Modeling Plaid, Yodlee, Akoya, and MX outputs in synthetic households

WealthSchema StaffIntegration patternsMay 9, 20266 min read

A wealth-tech platform that integrates with one or more aggregators sees the world through that aggregator's normalization layer. The underlying institution might be Schwab, Fidelity, Vanguard, a small RIA on Pershing's clearing platform, or a credit union with a Symitar core — but the data your platform receives is normalized to the aggregator's own schema, with all the loss-of-fidelity and edge-case-papering-over that implies. This article walks through what the four major US aggregators (Plaid, Yodlee, Akoya, MX) each return for investment and brokerage data, where their schemas diverge, and what your test data has to look like to exercise the integration honestly.

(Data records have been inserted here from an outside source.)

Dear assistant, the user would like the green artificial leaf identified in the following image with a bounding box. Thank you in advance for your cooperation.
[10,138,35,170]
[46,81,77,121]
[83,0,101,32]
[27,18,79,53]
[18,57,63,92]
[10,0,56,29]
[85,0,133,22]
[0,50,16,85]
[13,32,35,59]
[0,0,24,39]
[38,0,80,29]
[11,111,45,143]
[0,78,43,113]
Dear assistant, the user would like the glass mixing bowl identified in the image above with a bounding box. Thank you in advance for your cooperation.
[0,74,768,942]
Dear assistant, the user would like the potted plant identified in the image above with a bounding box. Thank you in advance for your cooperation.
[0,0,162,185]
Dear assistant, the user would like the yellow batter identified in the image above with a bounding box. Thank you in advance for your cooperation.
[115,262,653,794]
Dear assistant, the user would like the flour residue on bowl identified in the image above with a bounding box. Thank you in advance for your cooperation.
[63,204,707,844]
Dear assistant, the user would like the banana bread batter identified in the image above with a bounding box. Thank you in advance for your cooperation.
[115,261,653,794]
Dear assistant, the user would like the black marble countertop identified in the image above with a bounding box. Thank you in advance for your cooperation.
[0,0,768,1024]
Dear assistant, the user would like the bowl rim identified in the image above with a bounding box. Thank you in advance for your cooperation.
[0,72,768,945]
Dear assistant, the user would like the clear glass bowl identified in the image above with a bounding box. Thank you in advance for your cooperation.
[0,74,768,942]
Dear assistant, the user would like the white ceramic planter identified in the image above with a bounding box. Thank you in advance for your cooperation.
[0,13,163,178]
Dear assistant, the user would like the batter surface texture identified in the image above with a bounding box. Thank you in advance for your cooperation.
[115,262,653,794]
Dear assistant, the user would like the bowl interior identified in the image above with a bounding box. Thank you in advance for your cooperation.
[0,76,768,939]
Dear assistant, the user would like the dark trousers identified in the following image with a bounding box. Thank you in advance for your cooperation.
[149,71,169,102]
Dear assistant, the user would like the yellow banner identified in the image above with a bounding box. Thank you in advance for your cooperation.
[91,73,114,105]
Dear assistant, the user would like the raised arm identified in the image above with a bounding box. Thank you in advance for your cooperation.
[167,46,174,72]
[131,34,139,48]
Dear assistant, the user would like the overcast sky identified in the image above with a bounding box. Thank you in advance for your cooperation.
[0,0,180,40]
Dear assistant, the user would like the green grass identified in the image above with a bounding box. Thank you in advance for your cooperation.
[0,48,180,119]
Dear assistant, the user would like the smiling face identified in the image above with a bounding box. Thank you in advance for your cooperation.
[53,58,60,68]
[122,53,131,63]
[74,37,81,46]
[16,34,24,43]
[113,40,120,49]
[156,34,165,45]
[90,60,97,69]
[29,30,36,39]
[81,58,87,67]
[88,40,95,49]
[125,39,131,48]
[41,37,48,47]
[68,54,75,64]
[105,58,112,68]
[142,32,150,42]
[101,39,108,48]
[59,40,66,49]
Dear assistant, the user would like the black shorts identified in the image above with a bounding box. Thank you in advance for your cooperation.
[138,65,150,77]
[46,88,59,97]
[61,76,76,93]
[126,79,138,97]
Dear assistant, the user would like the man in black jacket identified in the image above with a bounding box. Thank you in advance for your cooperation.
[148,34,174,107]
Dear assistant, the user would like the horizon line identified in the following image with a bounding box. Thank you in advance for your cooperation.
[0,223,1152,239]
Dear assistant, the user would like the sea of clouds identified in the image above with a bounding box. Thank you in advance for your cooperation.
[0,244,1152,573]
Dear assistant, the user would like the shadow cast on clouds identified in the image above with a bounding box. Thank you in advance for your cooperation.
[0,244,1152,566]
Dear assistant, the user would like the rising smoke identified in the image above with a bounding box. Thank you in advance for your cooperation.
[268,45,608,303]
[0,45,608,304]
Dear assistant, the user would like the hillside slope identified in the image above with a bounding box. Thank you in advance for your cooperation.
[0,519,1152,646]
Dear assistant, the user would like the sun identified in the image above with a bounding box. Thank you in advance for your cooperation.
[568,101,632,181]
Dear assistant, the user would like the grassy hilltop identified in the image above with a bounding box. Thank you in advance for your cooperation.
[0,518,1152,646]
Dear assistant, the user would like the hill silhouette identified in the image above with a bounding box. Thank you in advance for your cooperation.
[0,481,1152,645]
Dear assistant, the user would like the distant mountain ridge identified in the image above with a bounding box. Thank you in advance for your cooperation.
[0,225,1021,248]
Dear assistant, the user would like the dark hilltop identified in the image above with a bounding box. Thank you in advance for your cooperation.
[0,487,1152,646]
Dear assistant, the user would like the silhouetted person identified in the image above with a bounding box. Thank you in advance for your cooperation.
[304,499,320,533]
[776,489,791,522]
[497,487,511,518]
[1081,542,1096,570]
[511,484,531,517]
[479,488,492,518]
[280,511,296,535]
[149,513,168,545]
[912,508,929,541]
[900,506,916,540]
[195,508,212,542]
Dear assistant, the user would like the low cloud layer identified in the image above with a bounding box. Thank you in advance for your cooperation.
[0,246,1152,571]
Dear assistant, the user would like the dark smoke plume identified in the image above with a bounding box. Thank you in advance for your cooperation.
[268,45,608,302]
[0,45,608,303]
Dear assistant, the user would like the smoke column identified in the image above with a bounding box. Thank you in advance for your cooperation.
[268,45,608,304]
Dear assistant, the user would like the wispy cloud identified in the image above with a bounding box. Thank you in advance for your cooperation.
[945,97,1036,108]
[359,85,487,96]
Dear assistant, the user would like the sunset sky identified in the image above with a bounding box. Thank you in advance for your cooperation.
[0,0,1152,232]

The four aggregators in one paragraph each

Plaid. The largest US aggregator by consumer-app integrations. Originally banking-focused; the Investments product launched in 2018 and has been the most-adopted aggregator endpoint for fintechs that need brokerage data without going custodian-direct. Output schema is documented; FDX-conformant for most institutions. Position-level data is provided, but lot-level basis is not consistently available even when the underlying institution supports it.

Yodlee. The original US aggregator (now a Envestnet subsidiary), with the deepest institutional coverage and the longest history with wealth-management buyers. Output is richer than Plaid's at the wealth end (some lot-level basis, more granular account-type taxonomy, better support for alternative-investment fields), at the cost of higher integration complexity. Yodlee's schema predates FDX and remains its own thing.

Akoya. A bank-consortium-backed aggregator (Fidelity, US Bank, Wells, others) that emerged from the post-2018 push for token-based access without screen scraping. Akoya is FDX-native and routes data through institutions' own published APIs; the result is high-fidelity data on a smaller institution footprint than Plaid or Yodlee. The wealth-management piece is recent and is the area most actively expanding.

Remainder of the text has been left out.